In 2019, Mr. Shiu was convicted of public nuisance charges for his position in Occupy Central and sentenced to eight months in jail.
“I wish to remind those that dwell in the dead of night to not get used to darkish, to not defend darkness out of behavior, and to not scoff at those that seek for the sunshine,” he mentioned exterior of the courthouse forward of his sentencing.
Chan Kin Man, a sociology professor who led the Occupy Central Motion, recalled sharing a cell with Mr. Shiu on the day they had been convicted and seeing how his well being had deteriorated. He mentioned he had identified that Mr. Shiu had diabetes and hypertension, and had been hospitalized in 2014 through the road occupations.
“I watched him lie in mattress, unconscious and vomiting,” Mr. Chan mentioned in a cellphone interview from Taipei, the place he lives now.
“Along with his well being in such a poor state, he nonetheless took half in so many political actions. I actually revered him,” Mr. Chan mentioned.
When he was behind bars, Mr. Shiu filed complaints about jail circumstances, even on the danger of creating himself a goal of the authorities. His efforts led to some marginal change: Prisoners had been allowed paper followers within the warmth of the summer time.
Mr. Shiu’s educating contract at Baptist College was not renewed after his launch from jail. He based a nonprofit, Wall-fare, centered on serving to individuals imprisoned after the 2019 protests. The group paired inmates with pen friends to ease their isolation, and helped provide them with prison-approved toiletries and snacks.
Wall-fare was compelled to shut in 2021, as activism grew extra dangerous. Mr. Shiu deflected questions from reporters concerning the cause for the closure and what it could imply for prisoners. “Tears are our frequent language,” he mentioned.
Within the years that adopted, he wrote a number of books concerning the situation of Hong Kong’s prisons and the psychological toll of incarceration, drawing from his personal expertise. He continued to submit updates on social media, relaying snippets from his visits to former lawmakers and activists who had been in jail.
In November, he posted a photograph of himself in a hospital mattress sporting a mortar board, saying that he had needed to miss his commencement from a grasp’s diploma program in Christian research for well being causes. Later, he wrote that he had been identified with most cancers, and that a part of his abdomen had been eliminated.

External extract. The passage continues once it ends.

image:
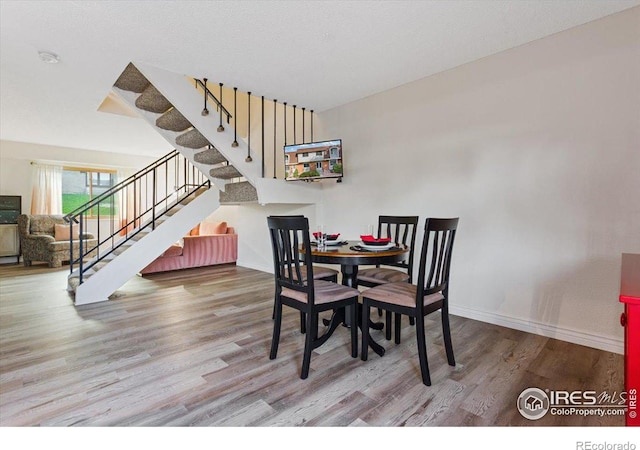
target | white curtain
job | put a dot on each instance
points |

In his last weeks, he posted essays that he titled as musings from a “stomach-less” individual. He wryly noticed that tube feeding was tough for somebody like him, who cherished meals. He additionally shared his reflections on struggling.
“Resilient individuals are capable of preserve a optimistic perspective and develop coping methods regardless of the ache of sickness, regulate their feelings, keep optimistic, and study to dwell as usually and ordinarily as doable,” he wrote in mid-November.
“Nevertheless, I additionally want so as to add a caveat: My physique is out of types, I want area for relaxation. I’ll cease if I’ve to; please forgive me.”